Я кивнул. И Тоня кивнула — непонятно, рада она была этому обстоятельству или нет.
— Тоня! — Я вытащил из кармана деньги, снятые из банкомата, когда я ходил за едой. — Передайте отцу. Ему лучше не пользоваться своей кредиткой.
Тоня замялась. У меня вдруг сжалось сердце. Она сидела в углу машины, напротив меня — лондонские кэбы так устроены. Рядом, на сидении ее довольно большая дамская сумка, кожаный плащ наброшен сверху. Все ее земные пожитки. И отец ее такой же неприкаянный, только на него еще и охотятся.
— Я не знаю…
— Берите давайте! Мы с Владом потом разберемся.
Я положил деньги на сиденье и вышел. Такси поехало дальше — я не знал, куда, — а я перешел улицу и уселся за свободным столиком на террасе паба под ласкавшим мой взор названием «Белая лошадь».
Я раньше никогда не был в этой части Лондона. Похоже на Саутфилдс, только зелени больше.

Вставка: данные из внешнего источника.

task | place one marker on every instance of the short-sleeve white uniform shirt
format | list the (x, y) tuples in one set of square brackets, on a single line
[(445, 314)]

Двух-, максимум трехэтажные здания, почти пустые тротуары и никакого намека на общественный транспорт. Уже не деревня, но еще и не город. Я залез в гугловскую карту: судя по тому, куда повернуло такси, Тоня ехала на Нью-Кинг-роуд — там полно было всяких ресторанчиков и кафе. Если Мохов согласится, им до меня идти минут десять-пятнадцать.
Для начала я заказал неизвестный мне бочковой «Эднэмс Биттер». Говорят, людям, которые выпивают в качестве основного вида деятельности, по утрам трудно опохмелиться: руки дрожат так, что рюмка расплескивается прежде, чем ее удается поднести ко рту. Поэтому они поступают следующим образом. Берут полотенце. Один конец зажимают в правой руке вместе с рюмкой, а второй берут в левую руку, пропустив предварительно полотенце через шею. А дальше просто: тянут левой рукой полотенце, как по лебедке, и правая рука с рюмкой автоматически подносится ко рту.